- - Monday, May 22, 2017

ANALYSIS/OPINION:

Should utility bills and taxes be used to subsidize money-losing nuclear power plants so they can compete with renewable energy and low-cost natural gas?

New York and Illinois, bowing to pressure from a powerful nuclear utility, believe the answer is yes. Several other states, including Connecticut, New Jersey, Ohio and Pennsylvania, may follow suit, arguing that the subsidies will save nuclear power-plant jobs and help electric utilities meet environmental mandates to reduce carbon emissions.

That’s just one side of the story. The other side is this: The bailouts (subsidies by another name) reward poor management and bad judgment and would cost homeowners and businesses billions.

New York and Illinois already have bought into the dubious bailout scheme, which is being pushed by Chicago-based Exelon, the nation’s largest nuclear utility. Exelon’s plants have been losing money owing to competition from cheap natural gas and wind power. Without the financial aid, Exelon says, the plants won’t be able to operate at a profit and will have to be closed.

So close them; rather than shelling out as much as $10 billion in subsidies, close the plants and shift to natural gas.

I can’t help seeing the similarity between the Exelon bailout and what happened following the deregulation of electricity in the 1990s, when states allowed utilities to charge higher rates to cover some of the costs of “stranded assets” — capital investments made in a regulated environment that were no longer worthwhile in a competitive environment.

Propping up the utilities was wrong then and it’s wrong now.

There’s no point in preventing the shutdown of nuclear plants, since the claim that they’re needed for carbon mitigation is dubious at best. Thanks to the shale revolution, which has produced an abundance of low-cost, clean-burning natural gas, carbon emissions from electric power plants have been plummeting as gas-fired plants replace coal-burning facilities.

Moreover, while gas prices are likely to stay low, the operating costs of nuclear plants are almost certain to rise in the years ahead. Southern California Edison closed its San Onofre nuclear plant after deciding it would not be worthwhile replacing steam generators that cost more than $600 million. Duke Power shuttered its Crystal River plant in Florida for much the same reason.

Since 2015, six nuclear plants have been closed, utilities have announced plans to shut down another eight, and still others may face early retirement. We should allow that to happen in an orderly, businesslike fashion.

Cost, efficiency, availability, security and other factors should determine the best energy source for electric power plants, not lobbying power and the willingness of politicians to hand out favors.
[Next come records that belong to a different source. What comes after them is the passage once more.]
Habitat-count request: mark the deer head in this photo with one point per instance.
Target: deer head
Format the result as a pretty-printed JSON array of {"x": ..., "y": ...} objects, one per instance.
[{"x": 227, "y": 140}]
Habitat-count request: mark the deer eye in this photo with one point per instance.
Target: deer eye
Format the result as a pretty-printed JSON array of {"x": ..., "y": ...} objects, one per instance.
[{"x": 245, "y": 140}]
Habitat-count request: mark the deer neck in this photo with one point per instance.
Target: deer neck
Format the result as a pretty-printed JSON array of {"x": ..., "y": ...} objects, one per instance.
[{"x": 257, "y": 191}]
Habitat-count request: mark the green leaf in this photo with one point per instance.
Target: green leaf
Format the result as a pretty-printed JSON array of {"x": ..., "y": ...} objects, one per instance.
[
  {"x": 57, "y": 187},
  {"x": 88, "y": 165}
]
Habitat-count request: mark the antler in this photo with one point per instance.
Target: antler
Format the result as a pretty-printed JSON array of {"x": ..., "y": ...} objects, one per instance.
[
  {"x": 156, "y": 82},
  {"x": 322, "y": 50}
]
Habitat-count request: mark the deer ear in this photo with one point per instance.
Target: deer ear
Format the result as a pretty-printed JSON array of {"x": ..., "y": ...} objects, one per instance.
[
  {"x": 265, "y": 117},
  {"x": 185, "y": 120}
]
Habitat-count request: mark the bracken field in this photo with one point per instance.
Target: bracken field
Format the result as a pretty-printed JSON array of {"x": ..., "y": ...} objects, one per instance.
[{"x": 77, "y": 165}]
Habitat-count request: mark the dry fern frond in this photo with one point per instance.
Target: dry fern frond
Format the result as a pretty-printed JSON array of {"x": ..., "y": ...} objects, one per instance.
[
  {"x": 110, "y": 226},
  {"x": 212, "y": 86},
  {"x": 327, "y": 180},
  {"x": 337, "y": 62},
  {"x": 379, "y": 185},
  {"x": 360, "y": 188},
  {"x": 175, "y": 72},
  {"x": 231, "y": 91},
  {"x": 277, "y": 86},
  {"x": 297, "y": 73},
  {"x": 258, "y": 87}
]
When government picks winners and losers in energy markets, consumers are stuck with the bill because regulators pass electricity costs on to them in the form of higher rates. Utilities should compete to provide electricity without government assistance.

Today’s nuclear power plants typically use technologies that are a half-century or more old. Ironically or not, keeping these plants up and running delays the introduction of more modern and much safer alternatives, such as small modular reactors, which are the nuclear industry’s future.

As for saving jobs, policymakers need to think more broadly. The United States is currently seeing a manufacturing revival. The main reasons for this are increased labor costs in China and lower electricity costs at home — the result of cheap natural gas. The best way to create even more jobs in manufacturing and other industries is to keep electricity costs down. Propping up unprofitable nuclear plants does the opposite.

• William F. Shughart II, research director of the Independent Institute, is J. Fish Smith Professor in Public Choice at Utah State University’s Huntsman School of Business.